Die abtretende Synodalratspräsidentin stand der ungewöhnlichsten Kantonalkirche des Landes vor. Denn diese vereinigt mit der Evangelisch-Reformierten Kirche Kanton Solothurn (unterer Kantonsteil) und der Bezirkssynode Solothurn (oberer Kantonsteil plus angrenzende Berner Gemeinden) zwei Kirchen unter einem Dach. Neben Sitzungen, Konferenzen und Repräsentationsaufgaben gehörte die Erklärung des komplizierten, weil historisch gewachsenen, Konstrukts für Verena Enzler zum Alltagsgeschäft.

Zugute gekommen ist ihr dabei das Engagement im Kantonsrat 2009-2017. Die Wahl und danach die glanzvolle Wiederwahl als Beste der Partei im Bezirk haben ihr eine Menge Schwung verliehen. «Da habe ich realisiert, wie sehr die Leute mich und mein Engagement schätzen. Ich habe die Menschen gern, verbringe gern Zeit mit ihnen und investiere meine Energie, um Kompromisse zu erarbeiten. Diese Wahlen waren eine überwältigende Antwort auf meine Bemühungen.»

Die Kirche, die Verena Enzler Ende Jahr ihrer Nachfolgerin Evelyn Borer anvertraut («bin ich gottefroh, ist sie eine Frau!»), ist anders, als Enzler sie vor 17 Jahren übernommen hat: oekumenischer und nahe an den Bedürfnissen der Leute, aber auch kleiner und damit ärmer. «Die Schrumpfung schafft Ängste, aber auch Freiraum, selbst wenn die Kirche damit ihre gesellschaftliche Definitionsmacht aufgeben muss», findet Verena Enzler.

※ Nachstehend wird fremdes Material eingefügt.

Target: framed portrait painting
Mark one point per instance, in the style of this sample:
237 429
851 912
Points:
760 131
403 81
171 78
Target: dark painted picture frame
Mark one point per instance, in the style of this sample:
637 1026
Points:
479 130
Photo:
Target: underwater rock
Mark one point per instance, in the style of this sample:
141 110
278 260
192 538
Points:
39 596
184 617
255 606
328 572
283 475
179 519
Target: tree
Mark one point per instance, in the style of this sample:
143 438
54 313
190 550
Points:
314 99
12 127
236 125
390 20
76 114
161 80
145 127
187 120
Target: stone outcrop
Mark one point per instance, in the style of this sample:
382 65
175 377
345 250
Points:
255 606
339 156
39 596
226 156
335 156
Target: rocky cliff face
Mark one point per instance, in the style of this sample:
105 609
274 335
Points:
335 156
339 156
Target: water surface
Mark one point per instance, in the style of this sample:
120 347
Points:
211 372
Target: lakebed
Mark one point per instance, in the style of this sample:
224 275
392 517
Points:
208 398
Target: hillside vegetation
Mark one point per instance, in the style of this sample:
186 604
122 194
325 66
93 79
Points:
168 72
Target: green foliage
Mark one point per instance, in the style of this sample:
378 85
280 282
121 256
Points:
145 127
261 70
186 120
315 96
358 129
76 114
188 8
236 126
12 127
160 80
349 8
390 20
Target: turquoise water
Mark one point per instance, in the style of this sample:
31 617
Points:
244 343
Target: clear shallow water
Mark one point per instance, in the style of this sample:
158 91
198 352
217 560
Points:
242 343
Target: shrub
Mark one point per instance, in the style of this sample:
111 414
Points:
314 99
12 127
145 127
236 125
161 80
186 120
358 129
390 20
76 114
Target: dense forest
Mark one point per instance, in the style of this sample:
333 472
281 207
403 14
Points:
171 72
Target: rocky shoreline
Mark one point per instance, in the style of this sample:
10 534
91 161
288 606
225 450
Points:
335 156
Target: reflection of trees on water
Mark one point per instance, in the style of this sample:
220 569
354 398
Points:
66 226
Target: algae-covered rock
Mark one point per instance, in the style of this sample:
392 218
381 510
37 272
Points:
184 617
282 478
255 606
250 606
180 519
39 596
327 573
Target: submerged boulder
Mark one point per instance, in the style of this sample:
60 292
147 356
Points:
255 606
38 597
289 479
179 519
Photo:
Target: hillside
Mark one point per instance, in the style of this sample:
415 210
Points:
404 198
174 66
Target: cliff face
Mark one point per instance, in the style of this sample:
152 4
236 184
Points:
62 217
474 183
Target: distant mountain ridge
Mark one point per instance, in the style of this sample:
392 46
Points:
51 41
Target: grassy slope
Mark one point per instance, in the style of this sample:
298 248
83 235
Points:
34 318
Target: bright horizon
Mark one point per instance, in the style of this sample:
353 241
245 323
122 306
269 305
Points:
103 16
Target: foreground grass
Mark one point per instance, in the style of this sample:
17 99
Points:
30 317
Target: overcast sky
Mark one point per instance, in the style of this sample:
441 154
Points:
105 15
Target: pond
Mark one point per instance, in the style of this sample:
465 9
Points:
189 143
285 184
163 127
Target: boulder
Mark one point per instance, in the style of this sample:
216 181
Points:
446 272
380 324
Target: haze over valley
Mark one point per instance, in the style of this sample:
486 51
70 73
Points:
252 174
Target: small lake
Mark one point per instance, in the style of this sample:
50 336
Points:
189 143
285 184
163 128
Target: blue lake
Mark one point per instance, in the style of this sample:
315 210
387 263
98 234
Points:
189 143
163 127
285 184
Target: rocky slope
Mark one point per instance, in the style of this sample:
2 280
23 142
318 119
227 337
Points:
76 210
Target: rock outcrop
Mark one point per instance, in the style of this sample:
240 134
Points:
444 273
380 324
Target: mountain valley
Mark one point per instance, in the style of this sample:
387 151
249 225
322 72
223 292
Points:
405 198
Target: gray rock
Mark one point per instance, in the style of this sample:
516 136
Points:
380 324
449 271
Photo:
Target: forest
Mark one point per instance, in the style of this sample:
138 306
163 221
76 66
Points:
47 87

Sie postuliert eine konsequente Ausrichtung auf die Kerngeschäfte Seelsorge und Diakonie: «Die Leistungen, die die Kirche damit in der Gesellschaft erbringt, rechtfertigen die Gelder aus dem Finanzausgleich.» Kirchengebäude seien dagegen zweitrangig «und wir haben das Glück, dass sich bei uns fast alle Gebäude sinnvoll umnutzen lassen».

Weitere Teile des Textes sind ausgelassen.